Tres talentos se registran de inmediato en esta estampa: el arte de vincular a la gente, la habilidad para deslizarse entre conflictos sin prenderse de ellos, tino de palabra. Éstas terminarían por ser vistas como las prendas esenciales para impulsar la paradigmática democratización española. Hoy parece que el camino es sencillo y que el desenlace es inevitablemente feliz. Abandonar una dictadura y fundar una democracia es algo que se ha hecho en muchos países con éxito y en paz en las últimas décadas. A fines de los setenta parecía una aventura riesgosa que podría provocar el retorno de la guerra civil. Imposible reconstruir ese capítulo sin considerar la confluencia de liderazgos responsables y dialogantes. No hay duda que uno de los personajes centrales -por no decir, el personaje central- fue Adolfo Suárez.
El politólogo español Juan J. Linz, agudo estudioso de las instituciones en el cambio político, ponderó la importancia del liderazgo en la democratización española. Sin esa concurrencia de dirigentes, la historia de España habría sido muy distinta. Suárez, en particular, ofreció un liderazgo propicio a la apertura. En primer lugar, entendió el desafío histórico y supo traducir ese reto en soluciones concretas. Supo trasmitir un sentido de dirección que permitía cohesionar los elementos más disímbolos de la política española.

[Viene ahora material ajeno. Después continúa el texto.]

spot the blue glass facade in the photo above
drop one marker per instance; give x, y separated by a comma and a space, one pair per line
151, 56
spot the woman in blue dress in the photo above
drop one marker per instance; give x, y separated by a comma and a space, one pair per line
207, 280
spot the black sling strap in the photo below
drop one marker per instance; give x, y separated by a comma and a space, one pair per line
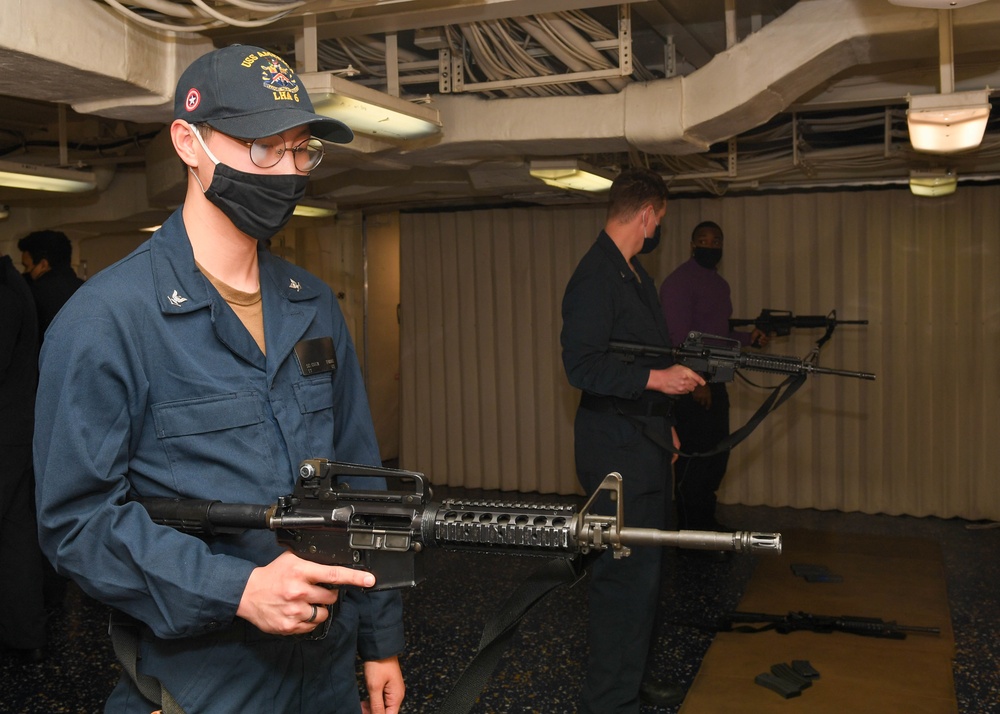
777, 397
124, 633
500, 629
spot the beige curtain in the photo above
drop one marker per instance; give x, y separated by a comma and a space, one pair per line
485, 404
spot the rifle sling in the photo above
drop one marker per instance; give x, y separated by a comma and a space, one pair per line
500, 629
777, 397
124, 632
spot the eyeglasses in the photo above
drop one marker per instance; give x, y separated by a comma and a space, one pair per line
267, 152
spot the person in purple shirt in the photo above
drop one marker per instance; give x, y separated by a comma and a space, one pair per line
696, 298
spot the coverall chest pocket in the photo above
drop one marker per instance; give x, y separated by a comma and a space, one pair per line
209, 438
314, 397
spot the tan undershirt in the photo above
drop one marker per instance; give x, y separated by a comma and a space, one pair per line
247, 306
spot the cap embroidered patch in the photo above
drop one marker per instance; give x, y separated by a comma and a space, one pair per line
279, 79
249, 92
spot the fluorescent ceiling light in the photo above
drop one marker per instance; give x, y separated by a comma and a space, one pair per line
936, 4
368, 111
571, 174
933, 183
45, 178
943, 123
315, 209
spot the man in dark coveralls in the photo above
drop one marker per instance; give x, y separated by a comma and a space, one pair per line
611, 297
22, 612
46, 257
203, 366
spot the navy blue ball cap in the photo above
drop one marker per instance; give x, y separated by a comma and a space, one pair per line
249, 92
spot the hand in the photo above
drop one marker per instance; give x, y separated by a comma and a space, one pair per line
673, 380
288, 596
703, 396
384, 682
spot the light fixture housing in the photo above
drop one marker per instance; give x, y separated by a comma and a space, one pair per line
945, 123
933, 183
571, 174
312, 208
368, 111
34, 177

El primer presidente de la democracia, sigue Linz en su estudio sobre el liderazgo innovador, podía adaptarse a los cambios pero solía estar un paso adelante. Su disposición al diálogo conjuró el peligro de la polarización. Hombre de concordia, Suárez sabía dialogar y hacer, de la conversación, cemento de confianza. El bordado de la confianza no se limitaba al trato con las élites alrededor de una taza de café. El político supo acudir al público y comunicarse directamente con él. Suárez, en efecto, no solamente jugaba la política de salón; también aprendió a hacer (por lo menos durante un tiempo) política frente a la ciudadanía. Todo subordinado, desde luego, a un hondo sentido de responsabilidad histórica.
Antes de ocupar la presidencia del gobierno, Suárez definió la tarea del momento como una hazaña de la normalidad: "Vamos sencillamente (...) a quitarle dramatismo a nuestra política. Vamos a elevar a la categoría política de normal lo que a nivel de calle es simplemente normal. Vamos a sentar las bases de un entendimiento duradero bajo el imperio de la ley". Elegante síntesis del proyecto democrático: dar a la política el lustre de lo ordinario; conquistar entendimiento dentro de la ley.
Fue político de una misión: la democracia. Concluida su obra, su carrera concluyó. Porque conocía los resortes de la dictadura supo usarlos para desbaratarla. Las intrigas de los partidos, la política del parlamento, la retórica de las campañas le resultó ajena. ¿Será esa la tragedia de los constructores? Ser aplastado por el régimen que levantan.